Biologielexikon: die Funktion von Haaren

Dass der Mensch vom Affen abstammt, das ist jedem, der im Bio-Unterricht aufgepasst hat, bekannt. Wenn man beide betrachtet, so fällt auf, dass wir Menschen bedeutend weniger Haare auf dem Körper tragen als unser tierischer Vorfahre. In grauer Urzeit, als es noch keine Modeindustrie gab, die Hosen, Pullis und Jacken produzieren konnte, schützten die Haare, das sogenannte Fell, den Menschen vor der extremen Witterung. Wärme und Kälte mussten schließlich abgehalten werden. Ohne Haare hätte sich die Haut schneller aufgewärmt. Durch das Zittern bei Kälte stellten sich die Haare auf und verstärkten den Schutz gegen die kalte Luft. Wir merken das, wenn wir frieren und sich bei Gänsehaut die kleinen Haare auf Armen und Beinen aufstellen.
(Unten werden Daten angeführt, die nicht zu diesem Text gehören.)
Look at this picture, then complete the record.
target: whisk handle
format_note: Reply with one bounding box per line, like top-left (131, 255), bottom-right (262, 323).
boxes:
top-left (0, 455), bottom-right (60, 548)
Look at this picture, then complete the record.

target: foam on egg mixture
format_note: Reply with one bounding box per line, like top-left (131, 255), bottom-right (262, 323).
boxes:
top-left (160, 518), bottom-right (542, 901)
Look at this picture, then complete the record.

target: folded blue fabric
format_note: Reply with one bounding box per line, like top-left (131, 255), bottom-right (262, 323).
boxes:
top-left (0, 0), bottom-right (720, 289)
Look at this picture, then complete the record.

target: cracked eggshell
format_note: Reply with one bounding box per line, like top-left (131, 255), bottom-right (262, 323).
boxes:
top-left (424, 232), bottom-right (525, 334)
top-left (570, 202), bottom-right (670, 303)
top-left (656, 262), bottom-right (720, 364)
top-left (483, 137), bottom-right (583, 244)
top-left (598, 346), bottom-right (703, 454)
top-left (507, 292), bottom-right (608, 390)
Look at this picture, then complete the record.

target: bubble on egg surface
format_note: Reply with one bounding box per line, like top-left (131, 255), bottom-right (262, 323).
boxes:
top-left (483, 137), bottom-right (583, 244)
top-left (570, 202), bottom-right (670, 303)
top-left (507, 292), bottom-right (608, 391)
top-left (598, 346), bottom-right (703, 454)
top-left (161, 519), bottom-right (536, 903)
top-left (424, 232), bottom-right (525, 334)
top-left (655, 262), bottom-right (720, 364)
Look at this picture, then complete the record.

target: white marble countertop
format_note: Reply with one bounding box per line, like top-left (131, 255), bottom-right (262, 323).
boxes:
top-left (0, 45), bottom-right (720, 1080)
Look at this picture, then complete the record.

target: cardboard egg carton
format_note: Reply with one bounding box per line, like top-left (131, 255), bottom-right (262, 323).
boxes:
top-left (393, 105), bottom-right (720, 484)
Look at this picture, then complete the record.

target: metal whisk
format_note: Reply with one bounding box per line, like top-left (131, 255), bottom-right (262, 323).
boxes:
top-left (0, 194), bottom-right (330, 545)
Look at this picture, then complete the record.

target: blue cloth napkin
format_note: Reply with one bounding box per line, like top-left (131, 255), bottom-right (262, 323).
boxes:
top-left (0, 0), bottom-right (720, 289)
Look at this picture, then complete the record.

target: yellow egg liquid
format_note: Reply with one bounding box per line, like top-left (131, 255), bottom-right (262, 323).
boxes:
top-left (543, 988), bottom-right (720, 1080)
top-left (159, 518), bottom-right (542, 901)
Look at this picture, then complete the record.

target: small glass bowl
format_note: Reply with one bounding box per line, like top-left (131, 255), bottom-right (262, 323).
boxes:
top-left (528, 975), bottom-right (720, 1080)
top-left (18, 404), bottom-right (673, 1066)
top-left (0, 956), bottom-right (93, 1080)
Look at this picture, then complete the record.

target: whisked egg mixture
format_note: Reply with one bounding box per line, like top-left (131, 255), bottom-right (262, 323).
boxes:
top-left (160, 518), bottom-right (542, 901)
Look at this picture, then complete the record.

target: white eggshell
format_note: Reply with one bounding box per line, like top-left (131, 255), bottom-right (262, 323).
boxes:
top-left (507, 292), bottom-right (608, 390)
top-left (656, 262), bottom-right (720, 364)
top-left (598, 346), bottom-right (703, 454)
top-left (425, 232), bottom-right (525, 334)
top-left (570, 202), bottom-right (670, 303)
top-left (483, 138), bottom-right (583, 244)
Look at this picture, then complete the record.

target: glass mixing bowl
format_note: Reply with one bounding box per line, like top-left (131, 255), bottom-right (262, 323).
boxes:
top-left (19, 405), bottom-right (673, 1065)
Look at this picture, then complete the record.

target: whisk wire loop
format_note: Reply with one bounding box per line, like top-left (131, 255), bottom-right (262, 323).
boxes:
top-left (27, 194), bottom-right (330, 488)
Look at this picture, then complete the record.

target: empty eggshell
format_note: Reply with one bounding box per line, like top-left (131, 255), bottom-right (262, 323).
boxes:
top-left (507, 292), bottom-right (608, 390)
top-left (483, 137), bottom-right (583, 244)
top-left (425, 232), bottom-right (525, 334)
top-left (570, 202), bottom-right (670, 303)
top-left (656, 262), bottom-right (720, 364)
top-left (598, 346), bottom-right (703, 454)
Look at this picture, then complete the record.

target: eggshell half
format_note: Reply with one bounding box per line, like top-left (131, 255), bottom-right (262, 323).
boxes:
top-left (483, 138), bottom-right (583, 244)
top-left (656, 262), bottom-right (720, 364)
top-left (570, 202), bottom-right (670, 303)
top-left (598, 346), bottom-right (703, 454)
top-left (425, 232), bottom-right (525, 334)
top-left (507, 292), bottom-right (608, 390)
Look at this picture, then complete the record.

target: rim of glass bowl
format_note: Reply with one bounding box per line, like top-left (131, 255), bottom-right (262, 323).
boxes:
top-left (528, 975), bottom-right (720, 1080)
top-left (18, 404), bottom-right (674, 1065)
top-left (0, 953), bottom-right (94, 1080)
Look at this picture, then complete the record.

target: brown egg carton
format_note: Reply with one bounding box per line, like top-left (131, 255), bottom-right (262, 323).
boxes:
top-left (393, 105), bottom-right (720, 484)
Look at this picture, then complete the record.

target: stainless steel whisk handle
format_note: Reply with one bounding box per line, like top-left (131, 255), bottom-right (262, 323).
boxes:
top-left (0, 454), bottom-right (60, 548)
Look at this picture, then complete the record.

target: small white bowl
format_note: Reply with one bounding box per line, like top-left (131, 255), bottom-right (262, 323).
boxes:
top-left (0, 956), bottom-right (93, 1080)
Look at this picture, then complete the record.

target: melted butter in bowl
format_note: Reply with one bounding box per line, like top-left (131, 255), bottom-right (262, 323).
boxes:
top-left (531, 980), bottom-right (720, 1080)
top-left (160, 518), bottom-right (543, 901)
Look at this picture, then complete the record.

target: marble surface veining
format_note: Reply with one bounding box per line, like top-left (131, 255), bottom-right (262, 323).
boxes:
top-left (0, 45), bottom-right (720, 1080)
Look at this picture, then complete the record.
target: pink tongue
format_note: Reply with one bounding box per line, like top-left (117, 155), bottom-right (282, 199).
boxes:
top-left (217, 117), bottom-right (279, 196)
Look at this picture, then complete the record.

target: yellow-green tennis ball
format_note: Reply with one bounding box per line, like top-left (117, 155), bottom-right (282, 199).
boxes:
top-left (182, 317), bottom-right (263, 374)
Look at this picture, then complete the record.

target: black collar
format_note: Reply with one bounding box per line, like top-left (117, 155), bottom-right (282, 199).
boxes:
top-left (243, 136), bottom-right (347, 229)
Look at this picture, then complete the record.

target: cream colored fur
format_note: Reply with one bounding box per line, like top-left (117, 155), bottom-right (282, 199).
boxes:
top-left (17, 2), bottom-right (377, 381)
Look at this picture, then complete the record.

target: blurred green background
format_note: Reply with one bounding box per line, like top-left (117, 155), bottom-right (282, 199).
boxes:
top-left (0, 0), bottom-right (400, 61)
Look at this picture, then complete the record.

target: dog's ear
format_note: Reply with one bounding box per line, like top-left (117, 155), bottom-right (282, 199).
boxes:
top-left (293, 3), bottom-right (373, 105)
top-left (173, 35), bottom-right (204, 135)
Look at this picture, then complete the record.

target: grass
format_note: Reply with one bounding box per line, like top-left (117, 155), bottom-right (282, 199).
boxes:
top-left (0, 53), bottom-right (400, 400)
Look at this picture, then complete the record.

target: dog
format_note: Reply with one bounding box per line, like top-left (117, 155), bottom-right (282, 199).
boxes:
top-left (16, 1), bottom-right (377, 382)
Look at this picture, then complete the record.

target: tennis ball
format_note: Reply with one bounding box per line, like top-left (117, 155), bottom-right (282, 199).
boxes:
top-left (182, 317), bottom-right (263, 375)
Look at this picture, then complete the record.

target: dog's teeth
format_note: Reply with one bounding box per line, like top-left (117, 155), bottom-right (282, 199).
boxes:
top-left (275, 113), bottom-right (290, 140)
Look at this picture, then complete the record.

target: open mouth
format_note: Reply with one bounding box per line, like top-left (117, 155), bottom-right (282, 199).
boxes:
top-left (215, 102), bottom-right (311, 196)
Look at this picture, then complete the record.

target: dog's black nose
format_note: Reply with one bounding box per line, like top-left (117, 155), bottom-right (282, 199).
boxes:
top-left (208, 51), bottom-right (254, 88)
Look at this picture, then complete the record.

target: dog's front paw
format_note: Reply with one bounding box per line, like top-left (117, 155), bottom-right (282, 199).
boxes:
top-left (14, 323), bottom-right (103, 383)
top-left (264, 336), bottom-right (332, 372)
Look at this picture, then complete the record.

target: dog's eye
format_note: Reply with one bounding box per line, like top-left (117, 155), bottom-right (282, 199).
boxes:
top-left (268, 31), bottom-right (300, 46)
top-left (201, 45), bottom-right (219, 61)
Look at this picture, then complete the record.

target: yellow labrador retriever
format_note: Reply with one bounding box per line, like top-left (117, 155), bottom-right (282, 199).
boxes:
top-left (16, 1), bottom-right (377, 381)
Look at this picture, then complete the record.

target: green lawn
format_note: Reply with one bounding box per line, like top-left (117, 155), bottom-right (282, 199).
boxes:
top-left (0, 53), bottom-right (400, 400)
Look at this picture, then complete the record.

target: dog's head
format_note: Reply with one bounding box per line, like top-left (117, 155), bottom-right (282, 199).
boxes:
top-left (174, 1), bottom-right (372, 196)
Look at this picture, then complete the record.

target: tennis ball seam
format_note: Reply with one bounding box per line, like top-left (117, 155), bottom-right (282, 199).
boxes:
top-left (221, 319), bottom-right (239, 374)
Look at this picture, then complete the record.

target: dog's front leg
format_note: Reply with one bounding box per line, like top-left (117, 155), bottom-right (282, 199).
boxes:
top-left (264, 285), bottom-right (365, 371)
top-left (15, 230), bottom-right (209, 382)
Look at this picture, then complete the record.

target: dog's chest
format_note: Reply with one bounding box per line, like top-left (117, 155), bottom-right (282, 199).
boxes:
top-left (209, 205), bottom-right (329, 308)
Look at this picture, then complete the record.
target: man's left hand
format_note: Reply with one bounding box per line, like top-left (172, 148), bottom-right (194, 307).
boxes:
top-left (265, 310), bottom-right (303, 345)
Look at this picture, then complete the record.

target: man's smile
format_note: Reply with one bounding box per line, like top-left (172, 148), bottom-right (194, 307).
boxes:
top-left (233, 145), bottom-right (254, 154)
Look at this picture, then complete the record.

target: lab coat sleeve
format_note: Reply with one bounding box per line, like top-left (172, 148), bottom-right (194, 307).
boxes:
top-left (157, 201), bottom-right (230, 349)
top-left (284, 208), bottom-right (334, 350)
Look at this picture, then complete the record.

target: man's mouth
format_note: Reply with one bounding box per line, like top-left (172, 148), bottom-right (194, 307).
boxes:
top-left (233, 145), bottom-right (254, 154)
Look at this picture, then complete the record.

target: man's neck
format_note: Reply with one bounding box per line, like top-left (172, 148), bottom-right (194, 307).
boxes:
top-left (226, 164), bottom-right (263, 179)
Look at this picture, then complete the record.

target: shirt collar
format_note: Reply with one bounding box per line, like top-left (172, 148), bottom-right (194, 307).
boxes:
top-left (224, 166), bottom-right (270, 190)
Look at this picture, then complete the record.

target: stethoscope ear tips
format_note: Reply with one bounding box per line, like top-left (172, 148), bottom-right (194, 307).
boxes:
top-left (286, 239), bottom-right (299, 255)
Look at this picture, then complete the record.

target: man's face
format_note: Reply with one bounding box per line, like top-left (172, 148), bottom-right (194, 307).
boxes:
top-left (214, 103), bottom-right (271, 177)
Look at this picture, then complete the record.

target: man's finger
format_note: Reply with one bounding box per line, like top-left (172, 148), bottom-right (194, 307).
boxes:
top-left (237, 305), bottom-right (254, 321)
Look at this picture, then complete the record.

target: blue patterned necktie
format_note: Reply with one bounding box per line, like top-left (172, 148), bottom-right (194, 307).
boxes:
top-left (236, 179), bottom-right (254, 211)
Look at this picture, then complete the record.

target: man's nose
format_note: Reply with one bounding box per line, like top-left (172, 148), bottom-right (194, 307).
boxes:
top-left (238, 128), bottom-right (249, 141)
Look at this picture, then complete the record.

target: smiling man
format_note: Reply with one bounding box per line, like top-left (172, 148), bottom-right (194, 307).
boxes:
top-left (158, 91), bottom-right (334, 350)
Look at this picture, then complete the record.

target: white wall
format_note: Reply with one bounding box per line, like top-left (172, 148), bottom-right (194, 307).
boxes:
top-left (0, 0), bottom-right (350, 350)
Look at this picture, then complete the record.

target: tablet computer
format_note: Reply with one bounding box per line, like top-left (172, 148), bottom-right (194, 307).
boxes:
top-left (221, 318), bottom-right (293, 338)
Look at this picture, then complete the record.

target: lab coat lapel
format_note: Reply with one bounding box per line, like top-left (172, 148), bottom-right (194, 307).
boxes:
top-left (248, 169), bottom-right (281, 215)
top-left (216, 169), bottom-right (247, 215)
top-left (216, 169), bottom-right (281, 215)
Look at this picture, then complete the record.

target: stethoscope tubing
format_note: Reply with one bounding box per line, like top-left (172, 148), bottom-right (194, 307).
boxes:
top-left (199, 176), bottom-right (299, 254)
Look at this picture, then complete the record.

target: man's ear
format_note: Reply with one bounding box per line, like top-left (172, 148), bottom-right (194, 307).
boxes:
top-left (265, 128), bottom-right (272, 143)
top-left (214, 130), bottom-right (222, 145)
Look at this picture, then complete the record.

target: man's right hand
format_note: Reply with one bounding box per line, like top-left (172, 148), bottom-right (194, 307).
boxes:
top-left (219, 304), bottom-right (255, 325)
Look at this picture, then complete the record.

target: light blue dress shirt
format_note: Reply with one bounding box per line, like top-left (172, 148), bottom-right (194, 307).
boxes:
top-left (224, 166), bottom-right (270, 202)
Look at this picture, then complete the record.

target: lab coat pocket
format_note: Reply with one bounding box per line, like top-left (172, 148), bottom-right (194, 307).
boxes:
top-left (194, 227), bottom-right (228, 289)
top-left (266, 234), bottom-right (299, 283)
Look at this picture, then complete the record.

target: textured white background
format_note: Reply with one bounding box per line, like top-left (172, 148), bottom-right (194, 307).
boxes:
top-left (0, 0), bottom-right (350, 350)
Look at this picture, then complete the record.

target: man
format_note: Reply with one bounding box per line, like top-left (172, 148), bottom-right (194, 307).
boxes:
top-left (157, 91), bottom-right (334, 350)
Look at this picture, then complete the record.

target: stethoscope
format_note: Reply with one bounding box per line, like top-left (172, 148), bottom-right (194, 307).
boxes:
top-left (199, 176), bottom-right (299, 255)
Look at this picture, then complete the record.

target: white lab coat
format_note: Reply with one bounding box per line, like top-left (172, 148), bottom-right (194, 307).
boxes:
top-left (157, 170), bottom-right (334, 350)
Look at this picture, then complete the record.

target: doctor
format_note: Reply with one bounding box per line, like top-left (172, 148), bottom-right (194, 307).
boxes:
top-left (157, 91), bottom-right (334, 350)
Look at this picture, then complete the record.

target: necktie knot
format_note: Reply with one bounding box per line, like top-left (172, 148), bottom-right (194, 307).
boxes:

Haare sind ein Zeichen von Schönheit

Der Mensch hat an verschiedenen Stellen noch eine ausgeprägte Behaarung zurückbehalten. Generell legen Menschen keinen großen Wert auf Behaarung. So rasieren sich Frauen zum Beispiel die Achselhaare und die Haare an den Beinen weg. Einen hohen Stellenwert jedoch haben die Haare auf dem Kopf. Gerade bei Frauen können diese nicht lang genug sein. Und für die Schönheit der Haare wird sehr viel getan. In den Geschäften finden sich ganze Regalgänge voller Pflege- und Stylingprodukte, die Schönheit für jeden Haartyp versprechen. Der Schönheitstrend für Haare hat sich durch die Jahrhunderte hindurch gehalten. Ob es die Ägypter waren, die ihre Haare mit kostbare Spangen schmückten oder die heutige Gesellschaft, in der Modells mit langen Haaren auf den Covern glänzen, attraktive Kopfhaare sind ein Zeichen von Schönheit.

Die Bedeutung der Haare hat sich geändert

So manch ein Mensch eilt der Evolution voraus und hat seine Haare auf dem Kopf auch verloren. Das funktioniert nicht bewusst und meist leidet die betroffene Person darunter. Die moderne Medizin hat hierzu eine effiziente Lösung gefunden. Durch eine Haartransplantation bei einem Facharzt, etwa in Wien (http://www.wien-haartransplantation.at/haarausfall.html), kommen die Haare auf den eigenen Kopf zurück. Die Haare des Menschen haben also im Laufe der Evolution an praktischem Nutzen verloren und dafür an der Bedeutung für ein attraktives Aussehen gewonnen. Allerdings hat bekanntlich auch Schönheit ihre Funktion in der Biologie.